Senin, 27 September 2010

Tanggung Jawab Sosial Perusahaan

 Abstrak
       CSR  harus  dimaknai  bukan  lagi  hanya  sekedar  responsibility karena  bersifat  voluntary,  tetapi arus dilakukan  sebagai mandatory dalam makna liability karena disertai dengan sanksi. Penanam  modal baik dalam maupun  asing  tidak  dibenarkan hanya mencapai keuntungan dengan pengorbankan kepentingan-kepentingan  pihak lain  yang  terkait  dan  harus tunduk dan mentaati ketentuan CSR sebagai kewajiban hukum jika ingin  menanamkan modalnya di  Indonesia.  Komitmen bersama  untuk  mewujudkan  pembangunan  berkelanjutan  dan menciptakan  iklim investasi bagi  penanam  modal  untuk mewujudkan  kesejahteraan  masyarakat  dapat  tercapai  melalui pelaksanaan CSR. CSR dalam konteks penanaman modal harus dimaknai  sebagai  instrumen  untuk  mengurangi  praktek  bisnis yang tidak etis.
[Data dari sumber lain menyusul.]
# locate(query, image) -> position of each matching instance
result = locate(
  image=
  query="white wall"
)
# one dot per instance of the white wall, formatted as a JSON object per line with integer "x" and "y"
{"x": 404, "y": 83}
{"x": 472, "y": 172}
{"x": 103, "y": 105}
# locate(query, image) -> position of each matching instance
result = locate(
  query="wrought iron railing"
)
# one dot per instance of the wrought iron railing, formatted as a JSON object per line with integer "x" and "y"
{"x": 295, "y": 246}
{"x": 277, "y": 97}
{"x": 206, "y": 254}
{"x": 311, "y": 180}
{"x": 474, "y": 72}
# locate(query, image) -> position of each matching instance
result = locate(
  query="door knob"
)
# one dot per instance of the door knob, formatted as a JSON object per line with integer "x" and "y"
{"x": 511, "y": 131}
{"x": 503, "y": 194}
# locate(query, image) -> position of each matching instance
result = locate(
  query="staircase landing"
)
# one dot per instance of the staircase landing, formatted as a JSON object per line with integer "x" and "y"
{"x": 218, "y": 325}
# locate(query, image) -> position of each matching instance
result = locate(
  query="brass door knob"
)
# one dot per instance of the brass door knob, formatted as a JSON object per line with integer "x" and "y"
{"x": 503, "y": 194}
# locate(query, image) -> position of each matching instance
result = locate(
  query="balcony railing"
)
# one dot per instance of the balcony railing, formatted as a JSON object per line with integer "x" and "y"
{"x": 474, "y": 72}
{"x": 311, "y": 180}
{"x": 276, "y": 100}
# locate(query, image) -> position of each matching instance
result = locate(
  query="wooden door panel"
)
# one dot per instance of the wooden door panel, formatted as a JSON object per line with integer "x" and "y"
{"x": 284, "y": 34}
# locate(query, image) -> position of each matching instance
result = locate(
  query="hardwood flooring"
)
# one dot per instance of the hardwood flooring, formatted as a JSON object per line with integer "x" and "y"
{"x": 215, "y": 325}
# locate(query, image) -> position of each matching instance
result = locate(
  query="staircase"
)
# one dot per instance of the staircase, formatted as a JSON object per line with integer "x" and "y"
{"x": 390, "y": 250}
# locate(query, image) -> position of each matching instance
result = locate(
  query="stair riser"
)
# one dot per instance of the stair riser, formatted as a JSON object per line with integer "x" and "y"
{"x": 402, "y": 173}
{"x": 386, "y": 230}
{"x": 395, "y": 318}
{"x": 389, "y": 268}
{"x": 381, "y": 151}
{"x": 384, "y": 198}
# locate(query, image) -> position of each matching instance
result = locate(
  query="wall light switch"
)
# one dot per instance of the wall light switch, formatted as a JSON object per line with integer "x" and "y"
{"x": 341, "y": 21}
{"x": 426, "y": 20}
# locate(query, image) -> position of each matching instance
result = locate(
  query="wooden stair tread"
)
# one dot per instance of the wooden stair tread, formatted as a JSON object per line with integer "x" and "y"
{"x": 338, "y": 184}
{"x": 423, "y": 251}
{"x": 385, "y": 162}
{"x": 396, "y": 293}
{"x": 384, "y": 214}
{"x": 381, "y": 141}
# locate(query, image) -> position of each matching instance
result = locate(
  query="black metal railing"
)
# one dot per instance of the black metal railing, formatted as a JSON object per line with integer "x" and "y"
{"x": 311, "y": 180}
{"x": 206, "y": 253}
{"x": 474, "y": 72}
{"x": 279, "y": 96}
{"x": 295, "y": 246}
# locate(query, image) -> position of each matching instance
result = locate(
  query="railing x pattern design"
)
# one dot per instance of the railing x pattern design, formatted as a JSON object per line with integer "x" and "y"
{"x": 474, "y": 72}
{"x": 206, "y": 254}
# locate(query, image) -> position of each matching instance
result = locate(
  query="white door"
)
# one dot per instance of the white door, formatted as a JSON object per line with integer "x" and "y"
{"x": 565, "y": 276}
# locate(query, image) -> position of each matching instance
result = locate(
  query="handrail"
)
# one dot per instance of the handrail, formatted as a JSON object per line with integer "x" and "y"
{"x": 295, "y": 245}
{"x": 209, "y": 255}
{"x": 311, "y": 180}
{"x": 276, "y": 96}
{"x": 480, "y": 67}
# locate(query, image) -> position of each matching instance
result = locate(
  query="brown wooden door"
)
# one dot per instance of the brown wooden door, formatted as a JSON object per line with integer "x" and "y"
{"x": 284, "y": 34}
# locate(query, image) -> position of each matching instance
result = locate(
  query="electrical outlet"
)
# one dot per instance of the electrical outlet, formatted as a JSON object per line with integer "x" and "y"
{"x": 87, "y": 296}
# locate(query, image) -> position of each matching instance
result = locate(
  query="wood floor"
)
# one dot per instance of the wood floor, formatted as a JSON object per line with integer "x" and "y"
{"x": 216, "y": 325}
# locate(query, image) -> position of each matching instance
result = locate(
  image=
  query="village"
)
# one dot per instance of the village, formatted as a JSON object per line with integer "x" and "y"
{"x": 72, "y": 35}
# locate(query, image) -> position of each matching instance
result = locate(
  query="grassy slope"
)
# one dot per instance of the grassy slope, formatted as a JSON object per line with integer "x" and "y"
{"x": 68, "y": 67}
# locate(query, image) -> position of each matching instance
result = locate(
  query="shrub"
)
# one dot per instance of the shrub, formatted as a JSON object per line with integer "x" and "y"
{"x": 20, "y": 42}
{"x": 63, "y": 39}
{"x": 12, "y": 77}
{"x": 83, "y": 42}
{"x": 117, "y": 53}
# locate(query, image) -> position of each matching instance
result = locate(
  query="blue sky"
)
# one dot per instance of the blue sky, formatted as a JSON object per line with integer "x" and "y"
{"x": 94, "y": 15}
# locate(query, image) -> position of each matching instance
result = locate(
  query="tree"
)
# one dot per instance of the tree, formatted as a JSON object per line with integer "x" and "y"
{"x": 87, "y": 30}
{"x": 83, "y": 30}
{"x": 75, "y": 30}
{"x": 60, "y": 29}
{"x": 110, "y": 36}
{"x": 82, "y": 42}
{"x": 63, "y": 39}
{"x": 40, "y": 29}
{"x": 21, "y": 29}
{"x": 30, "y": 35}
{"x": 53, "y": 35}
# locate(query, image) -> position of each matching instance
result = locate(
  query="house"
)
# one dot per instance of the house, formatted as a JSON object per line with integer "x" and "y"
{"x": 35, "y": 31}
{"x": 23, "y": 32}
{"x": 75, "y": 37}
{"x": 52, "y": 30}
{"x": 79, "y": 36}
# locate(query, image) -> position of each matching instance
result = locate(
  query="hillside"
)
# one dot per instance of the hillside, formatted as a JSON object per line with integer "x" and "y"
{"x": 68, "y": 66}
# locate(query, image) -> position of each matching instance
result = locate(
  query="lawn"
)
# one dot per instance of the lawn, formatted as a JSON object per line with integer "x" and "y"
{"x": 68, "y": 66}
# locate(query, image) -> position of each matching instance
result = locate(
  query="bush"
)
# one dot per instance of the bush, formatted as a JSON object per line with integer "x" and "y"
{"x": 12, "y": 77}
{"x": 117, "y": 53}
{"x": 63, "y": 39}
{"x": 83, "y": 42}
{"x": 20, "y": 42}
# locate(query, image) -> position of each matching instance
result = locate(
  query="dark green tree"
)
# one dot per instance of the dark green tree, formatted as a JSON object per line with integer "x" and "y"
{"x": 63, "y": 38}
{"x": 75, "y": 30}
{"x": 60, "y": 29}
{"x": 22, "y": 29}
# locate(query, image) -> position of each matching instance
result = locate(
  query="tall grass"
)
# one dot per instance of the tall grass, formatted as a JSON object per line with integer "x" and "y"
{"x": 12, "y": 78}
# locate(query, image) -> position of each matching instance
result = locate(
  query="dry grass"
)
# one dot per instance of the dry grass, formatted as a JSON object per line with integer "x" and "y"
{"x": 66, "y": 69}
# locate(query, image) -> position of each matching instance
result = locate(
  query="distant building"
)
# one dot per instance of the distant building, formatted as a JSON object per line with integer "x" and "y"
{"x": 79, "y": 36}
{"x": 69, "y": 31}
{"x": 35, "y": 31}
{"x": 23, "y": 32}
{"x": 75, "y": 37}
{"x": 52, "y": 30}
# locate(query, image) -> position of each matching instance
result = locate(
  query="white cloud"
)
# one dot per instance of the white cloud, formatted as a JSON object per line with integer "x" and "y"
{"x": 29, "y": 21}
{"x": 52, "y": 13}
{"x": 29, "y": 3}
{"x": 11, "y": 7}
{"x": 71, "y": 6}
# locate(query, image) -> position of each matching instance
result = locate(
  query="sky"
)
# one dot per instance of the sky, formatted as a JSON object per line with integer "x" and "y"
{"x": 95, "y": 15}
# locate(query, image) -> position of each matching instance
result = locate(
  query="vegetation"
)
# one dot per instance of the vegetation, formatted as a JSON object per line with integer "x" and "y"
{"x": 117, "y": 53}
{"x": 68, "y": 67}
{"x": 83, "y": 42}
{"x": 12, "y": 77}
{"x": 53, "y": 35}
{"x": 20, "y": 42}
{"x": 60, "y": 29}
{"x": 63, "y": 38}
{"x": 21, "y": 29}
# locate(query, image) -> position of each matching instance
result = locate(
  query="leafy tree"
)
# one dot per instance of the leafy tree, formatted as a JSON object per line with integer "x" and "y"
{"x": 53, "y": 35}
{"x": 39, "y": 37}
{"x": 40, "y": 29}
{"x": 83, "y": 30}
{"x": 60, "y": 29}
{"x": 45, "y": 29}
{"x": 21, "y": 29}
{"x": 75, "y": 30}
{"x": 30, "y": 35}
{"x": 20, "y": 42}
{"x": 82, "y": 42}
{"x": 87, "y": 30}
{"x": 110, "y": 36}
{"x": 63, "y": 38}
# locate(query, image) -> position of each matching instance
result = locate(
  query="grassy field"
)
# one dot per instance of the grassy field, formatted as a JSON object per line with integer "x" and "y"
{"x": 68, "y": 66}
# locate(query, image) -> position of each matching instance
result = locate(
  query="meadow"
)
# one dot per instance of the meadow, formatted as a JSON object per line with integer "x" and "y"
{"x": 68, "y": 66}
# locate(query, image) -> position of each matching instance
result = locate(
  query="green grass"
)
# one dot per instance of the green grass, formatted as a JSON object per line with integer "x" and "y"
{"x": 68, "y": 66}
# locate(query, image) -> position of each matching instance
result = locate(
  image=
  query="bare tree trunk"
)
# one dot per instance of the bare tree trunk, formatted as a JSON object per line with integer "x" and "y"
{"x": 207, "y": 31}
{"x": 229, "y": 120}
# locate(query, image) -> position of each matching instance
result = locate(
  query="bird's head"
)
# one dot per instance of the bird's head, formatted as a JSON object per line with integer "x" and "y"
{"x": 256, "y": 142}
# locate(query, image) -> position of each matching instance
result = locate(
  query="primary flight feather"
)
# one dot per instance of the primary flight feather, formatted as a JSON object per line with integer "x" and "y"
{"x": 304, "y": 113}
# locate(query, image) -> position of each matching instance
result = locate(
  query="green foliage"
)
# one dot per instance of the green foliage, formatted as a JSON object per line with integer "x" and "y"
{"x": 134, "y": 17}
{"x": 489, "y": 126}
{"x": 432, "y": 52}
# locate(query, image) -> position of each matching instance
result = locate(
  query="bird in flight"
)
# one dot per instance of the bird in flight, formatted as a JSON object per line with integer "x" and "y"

A.  Latar Belakang Masalah

       Tanggung jawab sosial perusahaan atau corporate social responsibility (untuk selanjutnya disebut CSR) mungkin masih kurang popular dikalangan pelaku usaha nasional. Namun, tidak berlaku bagi pelaku usaha asing. Kegiatan sosial kemasyarakatan yang dilakukan secara sukarela itu, sudah biasa dilakukan oleh perusahaan-perusahaan multinasional ratusan tahun lalu. 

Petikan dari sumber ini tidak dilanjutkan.